On another note, when I have built my battery, I didn't know what case to put my cells into. It was summer, and most of the members like dogman were fighting hot temps, and suggested to use aluminium casing with good venting to protect the battery. Now in winter we want best isolation and possibly active heating
I ended up with a 4mm PVC casing completely closed and sealed with silicon in the summer. Still performs well in -5C temps. I rarely use my bike in colder weather.

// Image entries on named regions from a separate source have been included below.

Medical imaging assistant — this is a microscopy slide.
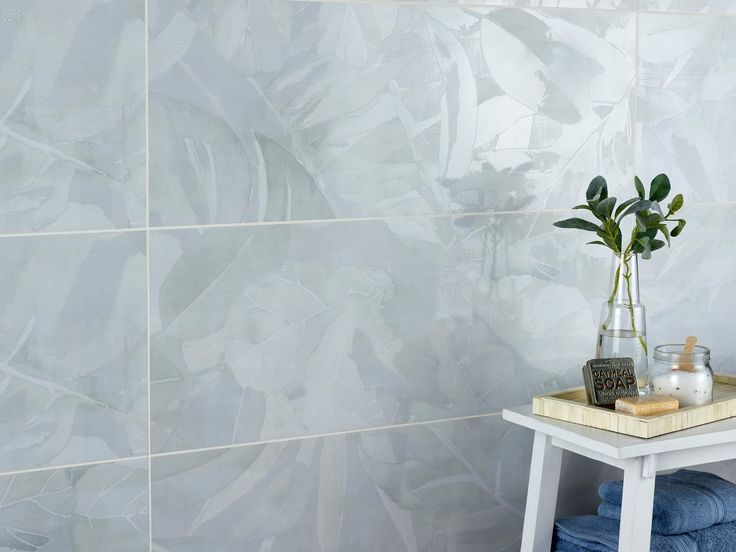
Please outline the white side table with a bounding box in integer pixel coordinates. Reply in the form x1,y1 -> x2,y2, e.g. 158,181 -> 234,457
503,405 -> 736,552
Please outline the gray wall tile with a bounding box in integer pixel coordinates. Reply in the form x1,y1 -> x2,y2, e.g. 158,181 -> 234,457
0,0 -> 145,233
637,14 -> 736,201
0,233 -> 147,469
639,0 -> 736,14
460,0 -> 637,7
152,416 -> 531,552
0,461 -> 149,552
150,0 -> 635,225
151,214 -> 580,450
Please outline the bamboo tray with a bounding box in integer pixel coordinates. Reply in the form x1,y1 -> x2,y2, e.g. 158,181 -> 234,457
532,374 -> 736,439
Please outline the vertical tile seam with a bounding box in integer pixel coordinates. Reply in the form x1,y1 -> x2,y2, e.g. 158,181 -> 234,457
143,0 -> 153,552
631,7 -> 644,174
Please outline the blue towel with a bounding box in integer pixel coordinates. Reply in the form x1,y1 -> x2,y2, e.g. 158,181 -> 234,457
553,516 -> 736,552
598,470 -> 736,536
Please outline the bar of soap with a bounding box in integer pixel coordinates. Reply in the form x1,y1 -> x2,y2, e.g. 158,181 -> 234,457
616,395 -> 680,416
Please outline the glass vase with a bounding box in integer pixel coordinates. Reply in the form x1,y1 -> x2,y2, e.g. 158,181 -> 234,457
595,253 -> 649,395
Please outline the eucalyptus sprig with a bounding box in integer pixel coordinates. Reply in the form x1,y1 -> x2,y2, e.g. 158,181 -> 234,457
554,174 -> 685,354
554,174 -> 685,259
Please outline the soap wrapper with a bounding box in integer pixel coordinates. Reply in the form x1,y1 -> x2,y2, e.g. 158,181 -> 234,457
583,358 -> 639,407
616,395 -> 680,416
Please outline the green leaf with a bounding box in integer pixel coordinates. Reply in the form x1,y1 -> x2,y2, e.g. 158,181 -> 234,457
642,213 -> 664,229
554,218 -> 599,232
634,176 -> 647,199
649,201 -> 664,218
667,194 -> 685,213
615,197 -> 639,218
618,199 -> 652,220
670,220 -> 685,238
596,197 -> 616,218
585,176 -> 608,203
650,240 -> 667,251
649,174 -> 671,201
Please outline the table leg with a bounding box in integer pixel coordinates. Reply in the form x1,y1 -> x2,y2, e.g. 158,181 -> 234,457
618,456 -> 657,552
521,431 -> 562,552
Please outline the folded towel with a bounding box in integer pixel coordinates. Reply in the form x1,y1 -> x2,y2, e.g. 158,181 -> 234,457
553,516 -> 736,552
598,470 -> 736,536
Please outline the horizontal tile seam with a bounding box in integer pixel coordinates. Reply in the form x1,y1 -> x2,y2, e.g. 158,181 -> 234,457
0,412 -> 501,477
151,411 -> 502,458
0,201 -> 736,240
0,454 -> 149,477
287,0 -> 637,14
280,0 -> 736,17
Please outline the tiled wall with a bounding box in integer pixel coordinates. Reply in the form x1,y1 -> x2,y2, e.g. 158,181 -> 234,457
0,0 -> 736,552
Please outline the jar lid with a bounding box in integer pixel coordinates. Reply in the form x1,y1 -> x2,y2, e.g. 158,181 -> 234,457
654,343 -> 710,364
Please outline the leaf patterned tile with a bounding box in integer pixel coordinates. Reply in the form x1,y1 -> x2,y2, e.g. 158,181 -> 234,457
637,14 -> 736,201
152,416 -> 531,552
150,0 -> 635,225
640,0 -> 736,14
642,205 -> 736,374
151,214 -> 609,451
0,233 -> 147,470
0,0 -> 145,233
0,461 -> 149,552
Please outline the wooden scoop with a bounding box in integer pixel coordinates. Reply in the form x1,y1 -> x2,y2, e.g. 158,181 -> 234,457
679,335 -> 698,372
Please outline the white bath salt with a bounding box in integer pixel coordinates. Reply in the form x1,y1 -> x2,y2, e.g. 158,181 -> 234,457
652,370 -> 713,407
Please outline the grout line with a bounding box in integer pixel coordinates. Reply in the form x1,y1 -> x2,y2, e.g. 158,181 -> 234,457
143,0 -> 153,552
151,412 -> 502,458
631,10 -> 641,175
0,412 -> 502,480
0,454 -> 149,477
0,199 -> 736,240
278,0 -> 736,17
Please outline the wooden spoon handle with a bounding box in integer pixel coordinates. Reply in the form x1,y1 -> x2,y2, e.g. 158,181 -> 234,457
680,335 -> 698,372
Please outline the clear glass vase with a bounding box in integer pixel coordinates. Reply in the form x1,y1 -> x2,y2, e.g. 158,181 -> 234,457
595,253 -> 649,394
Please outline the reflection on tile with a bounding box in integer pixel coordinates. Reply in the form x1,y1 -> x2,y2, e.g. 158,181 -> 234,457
0,461 -> 148,552
152,416 -> 531,552
639,0 -> 736,14
150,0 -> 635,225
0,233 -> 147,469
637,14 -> 736,201
0,0 -> 145,233
151,214 -> 609,450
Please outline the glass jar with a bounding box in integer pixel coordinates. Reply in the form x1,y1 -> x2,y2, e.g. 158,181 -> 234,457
650,345 -> 713,407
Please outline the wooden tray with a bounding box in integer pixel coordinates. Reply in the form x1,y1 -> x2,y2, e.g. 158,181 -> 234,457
532,374 -> 736,439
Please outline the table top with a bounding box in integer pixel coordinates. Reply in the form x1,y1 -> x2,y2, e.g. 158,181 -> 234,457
503,404 -> 736,458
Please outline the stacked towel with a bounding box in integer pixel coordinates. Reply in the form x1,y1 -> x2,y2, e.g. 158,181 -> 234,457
554,470 -> 736,552
554,516 -> 736,552
598,470 -> 736,536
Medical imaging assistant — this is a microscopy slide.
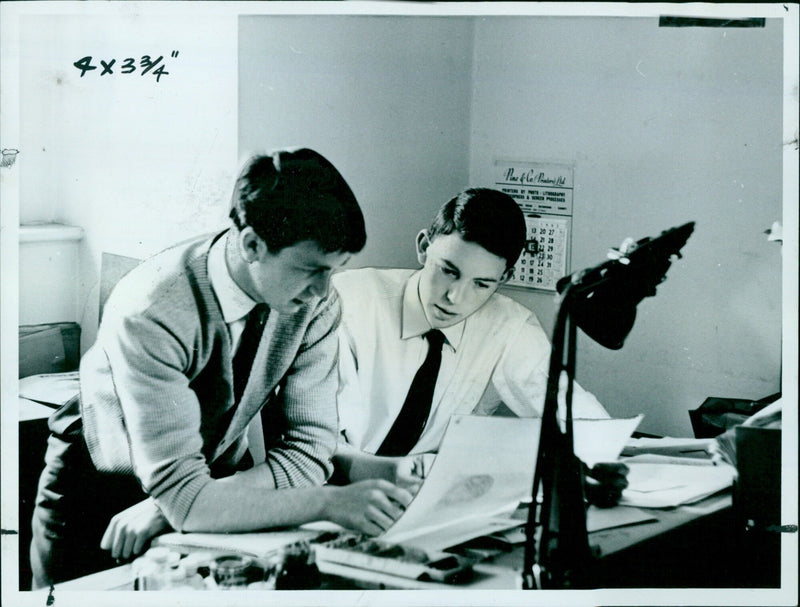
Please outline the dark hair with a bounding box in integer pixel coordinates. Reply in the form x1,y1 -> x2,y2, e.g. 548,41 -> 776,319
428,188 -> 527,269
230,148 -> 367,253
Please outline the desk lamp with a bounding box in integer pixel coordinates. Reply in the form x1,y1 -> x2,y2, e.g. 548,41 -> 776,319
522,222 -> 694,589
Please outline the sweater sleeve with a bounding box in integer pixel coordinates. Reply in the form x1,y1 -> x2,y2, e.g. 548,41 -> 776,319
94,314 -> 211,529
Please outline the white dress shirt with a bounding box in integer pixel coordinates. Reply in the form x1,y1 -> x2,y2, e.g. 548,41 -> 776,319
333,268 -> 608,453
208,234 -> 256,353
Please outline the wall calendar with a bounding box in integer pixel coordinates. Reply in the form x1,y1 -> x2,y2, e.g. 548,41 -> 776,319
494,160 -> 573,291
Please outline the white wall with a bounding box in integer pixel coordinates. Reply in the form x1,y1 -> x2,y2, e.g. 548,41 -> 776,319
19,7 -> 238,349
15,10 -> 782,435
239,16 -> 473,267
470,17 -> 783,436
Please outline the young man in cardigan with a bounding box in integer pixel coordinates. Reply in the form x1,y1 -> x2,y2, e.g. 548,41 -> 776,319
31,149 -> 411,587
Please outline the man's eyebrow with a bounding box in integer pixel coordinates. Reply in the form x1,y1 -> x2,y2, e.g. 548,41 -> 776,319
442,259 -> 498,282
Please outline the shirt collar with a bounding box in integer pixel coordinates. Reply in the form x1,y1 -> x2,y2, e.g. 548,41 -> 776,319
208,235 -> 256,324
400,271 -> 466,350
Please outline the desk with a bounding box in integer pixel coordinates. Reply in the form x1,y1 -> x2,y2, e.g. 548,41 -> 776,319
47,493 -> 737,591
19,397 -> 55,588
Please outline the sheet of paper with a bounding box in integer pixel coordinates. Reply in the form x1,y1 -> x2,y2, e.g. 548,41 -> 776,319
572,415 -> 644,467
154,528 -> 320,557
382,415 -> 541,543
622,436 -> 716,458
586,506 -> 658,533
19,371 -> 81,407
620,463 -> 736,508
382,415 -> 642,549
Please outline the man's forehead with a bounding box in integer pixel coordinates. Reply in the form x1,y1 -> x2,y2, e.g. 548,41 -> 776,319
429,233 -> 505,280
284,240 -> 351,268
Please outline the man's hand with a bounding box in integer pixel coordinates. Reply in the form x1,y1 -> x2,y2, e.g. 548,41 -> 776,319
100,499 -> 169,559
586,462 -> 628,508
324,479 -> 412,535
385,453 -> 436,494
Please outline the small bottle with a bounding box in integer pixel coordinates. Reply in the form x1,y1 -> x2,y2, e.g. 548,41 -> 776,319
213,555 -> 253,590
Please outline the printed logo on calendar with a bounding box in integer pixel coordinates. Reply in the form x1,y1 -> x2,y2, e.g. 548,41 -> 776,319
493,160 -> 574,291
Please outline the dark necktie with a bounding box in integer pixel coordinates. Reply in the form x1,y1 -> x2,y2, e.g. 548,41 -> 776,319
377,329 -> 444,455
233,303 -> 269,403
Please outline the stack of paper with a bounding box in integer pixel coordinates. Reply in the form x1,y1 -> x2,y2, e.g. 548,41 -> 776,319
620,462 -> 736,508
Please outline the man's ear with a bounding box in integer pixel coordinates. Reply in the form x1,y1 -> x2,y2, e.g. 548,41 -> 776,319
416,230 -> 431,266
239,226 -> 267,263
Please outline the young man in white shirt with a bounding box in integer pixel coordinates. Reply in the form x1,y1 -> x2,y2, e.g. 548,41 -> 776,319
333,188 -> 626,499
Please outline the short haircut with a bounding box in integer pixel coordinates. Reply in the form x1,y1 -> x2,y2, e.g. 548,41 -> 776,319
428,188 -> 527,269
230,148 -> 367,253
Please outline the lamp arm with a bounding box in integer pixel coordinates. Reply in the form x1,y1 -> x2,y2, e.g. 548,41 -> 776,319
522,286 -> 591,589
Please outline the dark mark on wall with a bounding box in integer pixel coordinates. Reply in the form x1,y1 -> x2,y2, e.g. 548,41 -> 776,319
658,17 -> 766,27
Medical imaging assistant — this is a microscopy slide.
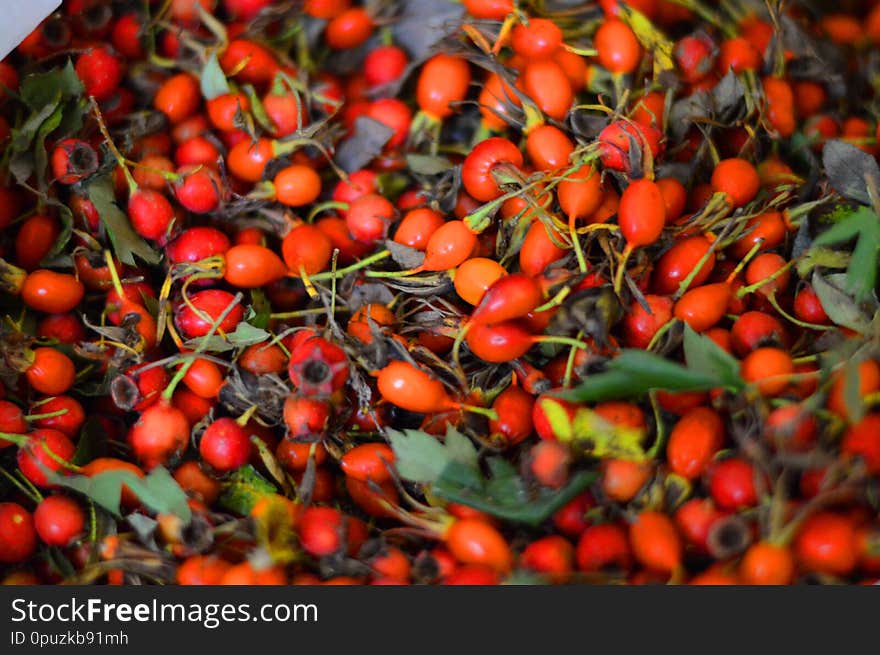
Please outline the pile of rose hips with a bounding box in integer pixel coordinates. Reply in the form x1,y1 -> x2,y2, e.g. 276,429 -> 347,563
0,0 -> 880,584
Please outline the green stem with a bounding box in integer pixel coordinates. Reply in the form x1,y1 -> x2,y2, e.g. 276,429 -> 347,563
309,250 -> 391,282
460,405 -> 498,421
162,292 -> 244,403
24,408 -> 70,423
767,292 -> 836,332
0,468 -> 43,504
532,334 -> 589,350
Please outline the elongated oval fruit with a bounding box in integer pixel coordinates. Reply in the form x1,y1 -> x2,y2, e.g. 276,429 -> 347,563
470,273 -> 543,325
376,361 -> 456,414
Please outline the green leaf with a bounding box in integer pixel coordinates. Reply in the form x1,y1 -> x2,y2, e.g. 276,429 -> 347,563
186,321 -> 272,353
11,96 -> 61,152
822,139 -> 880,205
572,407 -> 647,462
19,59 -> 85,111
555,349 -> 725,402
201,51 -> 229,100
390,430 -> 595,525
432,471 -> 597,526
49,466 -> 192,524
247,289 -> 272,330
34,106 -> 64,192
443,426 -> 477,468
389,430 -> 452,484
813,205 -> 880,302
811,272 -> 870,334
89,177 -> 162,266
684,324 -> 745,389
217,464 -> 278,516
843,358 -> 865,423
486,457 -> 527,504
406,153 -> 454,175
40,198 -> 73,266
797,247 -> 849,278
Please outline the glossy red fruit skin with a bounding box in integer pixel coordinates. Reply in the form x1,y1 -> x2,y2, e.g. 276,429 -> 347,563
653,235 -> 715,295
0,502 -> 37,564
174,166 -> 223,214
470,273 -> 543,325
165,226 -> 231,264
345,193 -> 395,244
623,294 -> 673,349
794,511 -> 858,576
575,523 -> 632,573
709,458 -> 758,510
75,47 -> 123,101
339,443 -> 394,484
461,137 -> 523,202
599,121 -> 663,172
489,384 -> 535,447
840,414 -> 880,475
416,53 -> 471,121
287,332 -> 349,396
465,321 -> 534,364
298,507 -> 345,557
674,498 -> 727,553
617,179 -> 666,247
128,400 -> 190,469
666,407 -> 724,480
34,496 -> 86,548
284,394 -> 330,436
174,289 -> 244,339
128,188 -> 174,241
51,139 -> 98,184
730,311 -> 789,357
519,535 -> 574,583
199,417 -> 251,473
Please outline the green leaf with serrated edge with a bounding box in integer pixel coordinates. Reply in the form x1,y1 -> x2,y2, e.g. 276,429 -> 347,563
431,471 -> 597,526
443,425 -> 477,468
250,434 -> 293,494
88,177 -> 162,266
389,430 -> 452,484
19,59 -> 85,110
217,464 -> 278,516
553,349 -> 740,402
247,289 -> 272,330
438,460 -> 486,497
48,466 -> 192,524
684,324 -> 745,389
813,207 -> 880,302
34,106 -> 64,192
70,416 -> 107,466
200,52 -> 230,100
796,247 -> 850,278
571,407 -> 647,462
127,466 -> 192,524
10,96 -> 61,152
486,457 -> 527,505
40,198 -> 73,266
843,359 -> 865,423
185,321 -> 272,353
406,153 -> 455,175
811,272 -> 870,334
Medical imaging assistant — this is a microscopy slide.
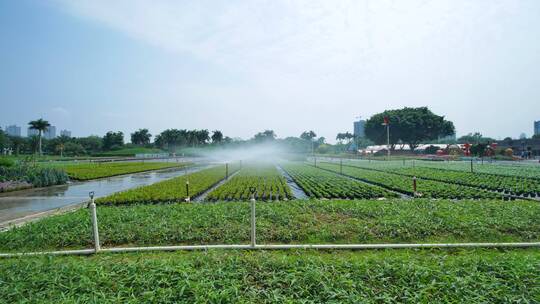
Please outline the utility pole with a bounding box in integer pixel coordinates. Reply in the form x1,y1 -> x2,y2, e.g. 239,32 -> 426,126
383,116 -> 390,160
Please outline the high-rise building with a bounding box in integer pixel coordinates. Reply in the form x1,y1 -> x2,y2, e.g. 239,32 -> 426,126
6,125 -> 21,137
60,130 -> 71,137
353,120 -> 366,138
43,126 -> 56,139
26,127 -> 39,137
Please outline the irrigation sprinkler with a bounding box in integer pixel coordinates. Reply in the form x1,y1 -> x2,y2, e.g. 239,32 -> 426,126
88,191 -> 101,253
249,187 -> 257,248
186,180 -> 191,202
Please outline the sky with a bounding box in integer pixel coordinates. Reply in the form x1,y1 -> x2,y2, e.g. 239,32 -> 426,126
0,0 -> 540,141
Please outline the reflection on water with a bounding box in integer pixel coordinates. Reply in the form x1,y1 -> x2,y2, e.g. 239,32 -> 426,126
0,167 -> 206,223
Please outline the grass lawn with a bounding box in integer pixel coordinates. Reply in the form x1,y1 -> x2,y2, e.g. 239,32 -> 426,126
0,250 -> 540,303
0,199 -> 540,252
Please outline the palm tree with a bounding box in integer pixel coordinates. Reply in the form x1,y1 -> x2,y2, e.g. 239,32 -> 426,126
28,118 -> 51,155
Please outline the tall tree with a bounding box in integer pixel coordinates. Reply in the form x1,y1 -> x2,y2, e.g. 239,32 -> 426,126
458,132 -> 494,144
28,118 -> 51,155
253,130 -> 276,142
365,107 -> 455,151
300,131 -> 317,141
131,129 -> 152,145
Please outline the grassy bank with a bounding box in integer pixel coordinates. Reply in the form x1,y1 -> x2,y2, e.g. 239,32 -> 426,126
0,250 -> 540,303
0,199 -> 540,252
56,161 -> 188,180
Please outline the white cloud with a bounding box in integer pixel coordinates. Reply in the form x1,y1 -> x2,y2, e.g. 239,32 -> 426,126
53,0 -> 538,137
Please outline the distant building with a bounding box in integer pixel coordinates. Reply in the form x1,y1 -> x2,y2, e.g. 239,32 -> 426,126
60,130 -> 71,137
353,120 -> 366,138
6,125 -> 21,137
43,126 -> 56,139
26,127 -> 39,137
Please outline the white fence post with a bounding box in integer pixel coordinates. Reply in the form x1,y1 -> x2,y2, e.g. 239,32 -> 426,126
88,191 -> 101,253
250,187 -> 257,248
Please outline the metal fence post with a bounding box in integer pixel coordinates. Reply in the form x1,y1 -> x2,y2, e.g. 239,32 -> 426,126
186,180 -> 191,202
250,187 -> 257,248
88,191 -> 101,253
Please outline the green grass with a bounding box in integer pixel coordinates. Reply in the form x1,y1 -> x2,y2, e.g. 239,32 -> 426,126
206,164 -> 293,201
0,199 -> 540,252
54,161 -> 188,180
0,250 -> 540,303
282,163 -> 398,199
94,147 -> 167,157
97,165 -> 238,205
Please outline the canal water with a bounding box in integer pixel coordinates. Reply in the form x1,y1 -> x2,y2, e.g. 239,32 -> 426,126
0,166 -> 206,224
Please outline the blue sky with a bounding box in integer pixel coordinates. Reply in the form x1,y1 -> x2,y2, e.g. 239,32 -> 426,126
0,0 -> 540,139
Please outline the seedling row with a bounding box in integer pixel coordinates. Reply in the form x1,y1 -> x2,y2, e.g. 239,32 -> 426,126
206,164 -> 294,201
344,162 -> 540,197
282,163 -> 398,199
317,163 -> 501,199
98,165 -> 239,205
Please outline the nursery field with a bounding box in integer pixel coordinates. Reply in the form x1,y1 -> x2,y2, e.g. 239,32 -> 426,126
0,199 -> 540,252
317,163 -> 502,199
281,163 -> 397,199
343,159 -> 540,180
206,164 -> 293,201
45,161 -> 189,180
97,164 -> 239,205
333,161 -> 540,197
0,249 -> 540,303
4,162 -> 540,303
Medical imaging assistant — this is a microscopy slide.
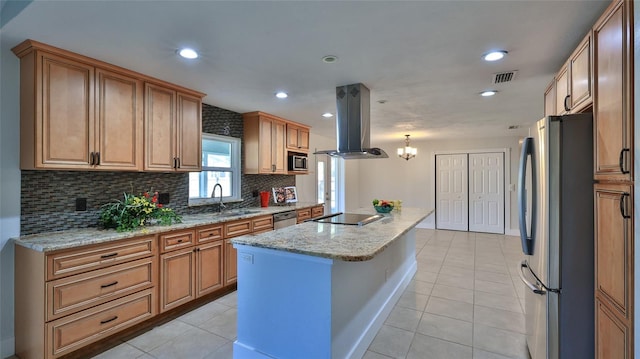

I see for most lithium packs is not recommended to charge them below 0C. Is this because the risk of overcharging them? Should we consider charging them to lower voltage in very cold?
liveforphysics said:
For seeing voltage related shifts, and possible over charge events, temperature has crazy effects on cells
Charge one up to 4.0v at 70degF, throw it in the deep freezer, pull it out and see 3.7v, measure Ri and see perhaps 10mOhm. Heat that same cell up to 200degF, see the voltage climb to 4.2, measure Ri at 2.5mOhm. The neat thing is, this cell still has the exact same amount of charge in it, despite what a voltage reading would lead you to believe. Things get kinda scary if you charge one all the way up to 4.2-4.3v in a freezing cold garage, then start heating that pack up inside and watching voltage keep climbing up... When you have a frosty cold LiPo pack charged to 4.1-4.2v, you've just over charged that cell by 10-20%(
here)
I always thought the colder the cells are, the slower they naturally degrade. Seems like LiPO doesn't like sub freezing temps. I know that there is some electrolyte freezing issue with them, but that should be way below freezing temps, and that probably damages the cells permanently, not just degrade them.
recumpence said:
Sub freezing weather is definately bad on Lipo cells. They will tolerate it for a while. But, your longevity will decline noticeably.
Matt(
here)
So what's situation, they only like stored in cold weather, not in use? The same applies to LiFePO4, or only LiPo? Is the cold temp damage due to internal resistance increase and thus more internal heat generated under heavy load? So if loaded lightly there would be no big degradation?
Now one of my favorite quote from LFP battery genius:
liveforphysics said:
The low voltage damage to the battery only occurs from the state of charge of the battery dropping to the point that the Lithium under goes a chemical change of state, which damages the cells.
This means whatever the pack drops down to under discharge is not important, as long as that resistive thermal energy isn't building up to exceed the cells safe temps.
You only need to care about resting voltage for concern about hurting the batteries from over-discharge.
Best Wishes,
-Luke(
here)
I was reading recently that a 2.7v LVC on TS cells in cold weather sucks, because even under light load and 60%SOC it trips the LVC.
Can we load a LiFePo4 cell (for short moments)in cold weather even under 2.0v and get away with that knowing that we have plenty of charge left in(taking into account charge that goes into heat under voltage sag)? Of course this is just hypothetical question, because at that big sag we probably just exceeded max current, because these cells are C rated so that they won't drop below LVC, and we are likely to damage the battery by heat. However I wouldn't encourage anyone to do this, because it's pretty hard to get a precise SOC in cold weather as stated above.
Is seems to be a good idea to use CA and measure burnt capacity and leave some headroom.
Or should we just derate Lithium cells in cold weather because of internal resistance increase? Like 3x less C-rate according to Doc's example?
Your professional input is very appreciated.